Material and Methods
Patients with intermediate or selected high risk prostate cancer were treated with linac-based SBRT, 19–21 Gy in two fractions delivered 1 week apart, followed by conventionally fractionated IMRT (46 Gy in 23 or 36 Gy in 12 fractions). MRI fusion for RT planning, rectal displacement, and intrafraction image guidance were mandated. The primary endpoint was biochemical-clinical control via the Phoenix definition. Toxicity was graded using CTCAE v4 and quality of life (QoL) data analysed using the EPIC-26 questionnaire.
Results
From March 2014 to December 2018, 151 patients (74% intermediate, 26% high-risk) with a median age of 69 were treated across five centres.

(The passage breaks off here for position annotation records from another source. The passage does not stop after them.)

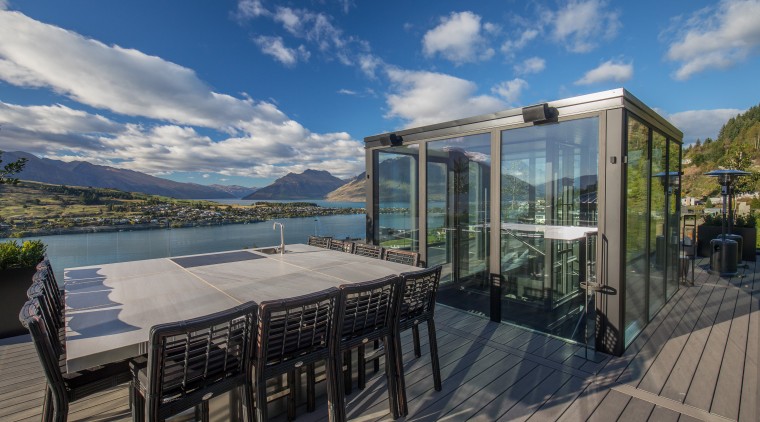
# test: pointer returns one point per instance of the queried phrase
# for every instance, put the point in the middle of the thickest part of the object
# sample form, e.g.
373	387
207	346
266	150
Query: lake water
74	250
320	202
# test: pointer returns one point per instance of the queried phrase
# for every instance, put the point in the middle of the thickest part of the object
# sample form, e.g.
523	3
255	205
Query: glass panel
548	189
397	192
458	187
636	262
674	213
657	239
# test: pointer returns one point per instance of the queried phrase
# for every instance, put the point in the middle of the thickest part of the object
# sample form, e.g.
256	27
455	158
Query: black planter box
706	233
13	286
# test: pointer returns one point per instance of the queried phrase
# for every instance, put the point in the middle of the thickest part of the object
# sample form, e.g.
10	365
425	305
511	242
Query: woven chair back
370	251
187	360
34	320
320	242
50	318
403	257
341	245
298	329
418	297
45	275
368	310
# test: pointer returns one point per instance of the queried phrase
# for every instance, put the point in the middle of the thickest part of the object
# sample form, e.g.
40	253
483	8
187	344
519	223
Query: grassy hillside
737	147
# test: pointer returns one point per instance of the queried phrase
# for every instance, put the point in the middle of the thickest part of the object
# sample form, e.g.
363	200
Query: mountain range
311	184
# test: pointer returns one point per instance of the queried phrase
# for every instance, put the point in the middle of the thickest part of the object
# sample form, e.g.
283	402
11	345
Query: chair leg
336	401
310	388
403	409
201	411
361	367
262	415
347	378
291	395
434	354
47	405
390	376
376	362
138	404
416	335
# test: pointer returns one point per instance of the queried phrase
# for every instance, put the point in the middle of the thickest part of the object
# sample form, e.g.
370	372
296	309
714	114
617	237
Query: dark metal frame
191	361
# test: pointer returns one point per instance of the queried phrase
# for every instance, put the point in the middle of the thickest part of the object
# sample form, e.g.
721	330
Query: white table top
110	308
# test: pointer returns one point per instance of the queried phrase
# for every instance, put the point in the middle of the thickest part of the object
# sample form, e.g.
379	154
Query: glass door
458	188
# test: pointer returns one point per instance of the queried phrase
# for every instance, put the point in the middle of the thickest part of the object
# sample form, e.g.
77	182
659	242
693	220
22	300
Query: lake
74	250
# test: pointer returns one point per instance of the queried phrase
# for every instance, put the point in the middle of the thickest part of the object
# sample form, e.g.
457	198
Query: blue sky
243	92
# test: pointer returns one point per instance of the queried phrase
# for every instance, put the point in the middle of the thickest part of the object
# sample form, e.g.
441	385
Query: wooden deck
698	360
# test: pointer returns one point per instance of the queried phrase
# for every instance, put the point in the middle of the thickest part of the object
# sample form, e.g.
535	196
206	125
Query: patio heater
724	251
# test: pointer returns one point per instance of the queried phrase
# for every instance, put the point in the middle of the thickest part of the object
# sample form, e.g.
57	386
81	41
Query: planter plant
17	267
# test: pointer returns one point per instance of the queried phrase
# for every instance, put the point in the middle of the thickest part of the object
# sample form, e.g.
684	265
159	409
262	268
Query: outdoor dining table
111	308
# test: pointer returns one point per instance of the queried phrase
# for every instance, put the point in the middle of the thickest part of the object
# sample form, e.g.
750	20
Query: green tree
10	169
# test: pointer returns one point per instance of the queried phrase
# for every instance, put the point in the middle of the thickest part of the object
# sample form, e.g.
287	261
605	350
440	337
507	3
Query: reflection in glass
548	178
657	242
674	213
636	262
397	191
458	188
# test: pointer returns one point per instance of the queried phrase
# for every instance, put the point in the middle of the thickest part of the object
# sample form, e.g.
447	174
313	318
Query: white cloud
122	80
609	71
581	24
510	90
717	38
251	9
702	124
530	65
261	140
275	47
510	47
458	38
421	98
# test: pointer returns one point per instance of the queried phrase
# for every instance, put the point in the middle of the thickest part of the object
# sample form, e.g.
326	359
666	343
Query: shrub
26	255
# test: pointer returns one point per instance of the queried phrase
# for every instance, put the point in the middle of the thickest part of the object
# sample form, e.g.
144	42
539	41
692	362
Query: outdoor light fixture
540	113
724	251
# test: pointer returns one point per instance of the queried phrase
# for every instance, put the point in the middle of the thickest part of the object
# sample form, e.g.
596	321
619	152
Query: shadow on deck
697	360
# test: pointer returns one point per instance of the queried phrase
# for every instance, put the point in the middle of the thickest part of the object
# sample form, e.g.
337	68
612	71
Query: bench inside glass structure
554	198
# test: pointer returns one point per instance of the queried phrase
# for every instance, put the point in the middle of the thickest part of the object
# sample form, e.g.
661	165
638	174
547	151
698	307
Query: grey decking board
681	377
537	397
657	374
749	407
661	414
507	392
727	391
478	392
637	410
700	393
610	408
560	400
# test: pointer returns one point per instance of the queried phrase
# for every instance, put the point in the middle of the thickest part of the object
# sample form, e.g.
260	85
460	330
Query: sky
243	92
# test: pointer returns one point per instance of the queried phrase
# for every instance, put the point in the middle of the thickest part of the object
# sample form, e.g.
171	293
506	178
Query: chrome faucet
282	235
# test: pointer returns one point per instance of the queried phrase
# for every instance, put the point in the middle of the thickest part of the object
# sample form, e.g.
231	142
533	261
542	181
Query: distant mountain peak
311	184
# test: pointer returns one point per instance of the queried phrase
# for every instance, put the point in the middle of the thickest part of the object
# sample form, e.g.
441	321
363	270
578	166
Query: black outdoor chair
52	318
65	387
341	245
418	293
370	251
320	242
53	292
292	334
402	257
191	361
369	312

Short course (≤6 months) ADT was used in 36% and long course in 19%. Elective pelvic nodal treatment was given in 10% of patients. Median follow-up was 60 months. The 5-year biochemical clinical control rate was 93.4% [95% CI 88-96%, fig 1]. Local control was 99.3% with one local failure. Acute grade 2 gastrointestinal (GI) and GU toxicity occurred in 6.6% and 23.2% with no acute grade 3 toxicity. At 6, 12, 24, and 60 months post-treatment the prevalence of late grade ≥2 GI toxicity was 1.3, 3.3, 1.3 and 1.0%, respectively, and the prevalence of late grade ≥2 GU toxicity was 1.3, 13.2, 7.9 and 4.1%, respectively (fig 2). Five patients experienced grade 3 late toxicities which subsequently resolved to grade 2 or less. No man experienced a urethral stricture. For the 68 men not receiving ADT, the median PSA value pre-treatment was 7.33 µg/L (1.1–20µg/L) and at 12, 24, 36, 48 and 60 months post-treatment was 0.86, 0.375, 0.21, 0.13, and 0.075 µg/L. The irritative/obstructive urinary QoL domain showed continued improvement after treatment compared to baseline (+4 points on a 100 point normalised scale; p = 0.017) while both urinary incontinence QoL and sexual QoL declined (-7 and -9 points respectively; both p <0.01). There were no significant changes in the bowel domain over 60 months.
Conclusion
Delivery of a gantry-based SBRT boost followed by conventional fractionated IMRT is feasible in a multicentre setting and resulted in excellent 5 year biochemical clinical control. Rates of early and late GU toxicities were acceptable, there were minimal GI toxicities, and changes in QoL domains were consistent with prostate cytoreduction and aging. This promising regimen is being evaluated in a randomised trial compared with 40Gy in 5 fractions of SBRT monotherapy (TROG 18.01 NINJA ACTRN12618001806257).